When I started getting sober, and hopefully this is a lesson that applies to people even who aren’t considering sobriety, but just in general, is I had been so selfish. I was selfish in my friendships. I was selfish in my family relationships. I was selfish in my romantic relationships. I was selfish with the people I worked with. And it was all based on fear and control. I thought the more I can control my environment, the more I can get exactly what I want from the world, the happier I will be. And I don’t want to anthropomorphize the universe too much, but I feel like the universe was sort of saying to me, “Selfishness and clueless materialism, that’s not the way to have a good life. That’s not an enlightened, healthy way to live,” as much as I wanted to live that way. And when I got sober, I started reading different literature and there was this idea of service. And I hated reading about being of service. I hated reading about selflessness because I wanted to be selfish. But over time, I found that trying to control the world, trying to be an abject materialist, and I’m not criticizing materialism per se, but I’m criticizing the idea that materialism could replace or supplant call it like health and spirituality. And so I found myself focusing more on nature, on spirituality, on service, and on creativity as its own end.

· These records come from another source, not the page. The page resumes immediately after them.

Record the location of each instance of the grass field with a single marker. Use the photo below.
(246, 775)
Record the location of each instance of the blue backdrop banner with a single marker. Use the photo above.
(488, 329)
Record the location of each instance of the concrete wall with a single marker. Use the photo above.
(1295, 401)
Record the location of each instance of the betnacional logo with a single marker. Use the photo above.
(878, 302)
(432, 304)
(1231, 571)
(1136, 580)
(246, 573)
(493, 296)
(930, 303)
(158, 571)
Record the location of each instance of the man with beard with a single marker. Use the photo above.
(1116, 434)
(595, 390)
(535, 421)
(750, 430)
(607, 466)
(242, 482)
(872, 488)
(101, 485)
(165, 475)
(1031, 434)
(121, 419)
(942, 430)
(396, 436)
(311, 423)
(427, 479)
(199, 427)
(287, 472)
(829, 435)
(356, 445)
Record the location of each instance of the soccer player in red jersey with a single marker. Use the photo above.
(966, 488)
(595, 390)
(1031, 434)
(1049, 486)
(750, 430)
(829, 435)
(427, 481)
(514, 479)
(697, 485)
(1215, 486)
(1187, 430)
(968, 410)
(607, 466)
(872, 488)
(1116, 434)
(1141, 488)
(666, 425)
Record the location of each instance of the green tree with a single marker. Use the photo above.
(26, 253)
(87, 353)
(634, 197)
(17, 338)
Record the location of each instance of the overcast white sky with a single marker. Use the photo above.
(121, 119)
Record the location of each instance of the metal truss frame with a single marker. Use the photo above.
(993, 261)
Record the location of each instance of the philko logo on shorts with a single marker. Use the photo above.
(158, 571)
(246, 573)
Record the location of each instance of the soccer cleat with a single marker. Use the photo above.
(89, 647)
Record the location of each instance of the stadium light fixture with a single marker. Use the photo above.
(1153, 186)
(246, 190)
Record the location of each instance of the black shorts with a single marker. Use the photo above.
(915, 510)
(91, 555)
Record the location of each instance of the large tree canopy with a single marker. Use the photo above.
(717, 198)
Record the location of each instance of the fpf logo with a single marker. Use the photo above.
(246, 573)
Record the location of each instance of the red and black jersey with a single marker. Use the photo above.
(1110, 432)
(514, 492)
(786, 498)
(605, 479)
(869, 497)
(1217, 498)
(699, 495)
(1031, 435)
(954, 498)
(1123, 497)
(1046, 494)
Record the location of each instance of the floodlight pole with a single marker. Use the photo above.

Being of service (Lindsay)

When I can go out of my way and be of service, even the thought of going to work at the food bank in a few weeks, knowing that that is something I’m going to do, fills me with so much joy. Working with my boyfriend’s daughter on an audition, and just giving her that time and feeling like I’m actually able to help her. To have people on our podcast whose ideology I believe with and know that I get to be a part of putting that out into the universe. It’s all an act of service. So when I’m in a state of service is when I thrive and when I feel the best. And so as my life moves forward, I want to incorporate every single form of being of service that I possibly can. And I mean part of that is also finding better ways to fill my own cup, finding better ways to be full and to show up fully for this kind of hopefully a life of service that I can create for myself.